Q: What drew you to OPP?
ER: OPP has always been an innovator in Hartford and the surrounding regions. OPP has this way of solving seemingly unsolvable problems, finding solutions to obstacles that are creative while also revolutionizing young people’s lives, as well as our greater community. OPP has consistently been generating new opportunities for empowering our young people, and I am excited to be a part of that process.
Q: When you were 14-24 years old, what did you want to be when you grew up?
ER: I knew when I was 8 years old that I was going to be a lawyer. The challenge was that other people in school and in my community did not see me in that role. And so then at 14, I had the experience of a guidance counselor telling me that I would just be a Puerto Rican girl with 5 different kids from 5 different baby daddies and did not have the “potential” to make it in college. Then when I applied to and was admitted to Mount Holyoke College, he said ‘What’s a girl like you going to do at Mount Holyoke? There are no Puerto Ricans at Mount Holyoke.’ And he was right, there weren’t many of us. Looking back now the challenge for me was that I had a vision for myself that other people did not see, would not support nor ascribe to. People often have a perception of who you are supposed to be and it’s really hard for many of us to untangle that projection from our own visions for ourselves. I believe this happens frequently to our young people. Often, our youth don’t have the people, the financial wherewithal, the safety rails to always support them. And when they fall, they don’t get picked up or supported—they literally fall off a cliff and what is a minor mistake for others becomes a life changing, life altering situation. Just being in the wrong place at the wrong time can alter your entire life. These are the issues and experiences that really motivate me in this work. That’s why I came to OPP! Because I know how people perceive our youth. Mostly, they see them full of problems—I see them as full of PROMISE. There is a big difference between those two vantage points.

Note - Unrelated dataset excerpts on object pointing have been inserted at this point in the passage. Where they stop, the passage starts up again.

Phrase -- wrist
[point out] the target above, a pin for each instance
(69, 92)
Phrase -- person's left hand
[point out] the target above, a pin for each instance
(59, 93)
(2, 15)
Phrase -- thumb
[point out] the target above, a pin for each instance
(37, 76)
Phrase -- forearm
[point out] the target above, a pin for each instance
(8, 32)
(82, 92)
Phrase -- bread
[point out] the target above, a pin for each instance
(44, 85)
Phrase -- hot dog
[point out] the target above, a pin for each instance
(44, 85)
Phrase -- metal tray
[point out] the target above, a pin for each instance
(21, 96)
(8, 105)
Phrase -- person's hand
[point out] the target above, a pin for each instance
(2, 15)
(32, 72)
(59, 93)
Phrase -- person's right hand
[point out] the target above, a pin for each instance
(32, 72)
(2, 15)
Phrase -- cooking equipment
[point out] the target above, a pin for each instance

Q: If you had one free hour of the day, how would you use it?
ER: I would spend it with our youth. I think it’s important to ground yourself in why you are doing the work that you are doing. It energizes me when I hear their stories, their challenges. It makes me want to work harder, as if they are my own children.
Q: How do you measure the impact of your work?
ER: I think our work at OPP is measured in two ways, through “customer” satisfaction and community satisfaction. When we boil it down, did our people at OPP treat you well, and did our work at OPP help with the issue you came to us with. In the much broader sense, are we helping the community grow by developing a new generation of upstanding citizens who are well rounded and want to contribute.
Q: Who inspires you?
ER: The youth, both the ones that live in my house and those that I encounter in the community. What inspires me about them is their perseverance, their persistence in the face of some of the challenging road blocks in front of them. Their passion and compassion is inspiring to me. My first day at OPP was so inspiring because I was able to sit in front of a panel of our youth; I got to hear their journey; I was able to learn their stories. I heard what it took to go through those obstacles, and how OPP helped. What a way to launch my tenure here at OPP!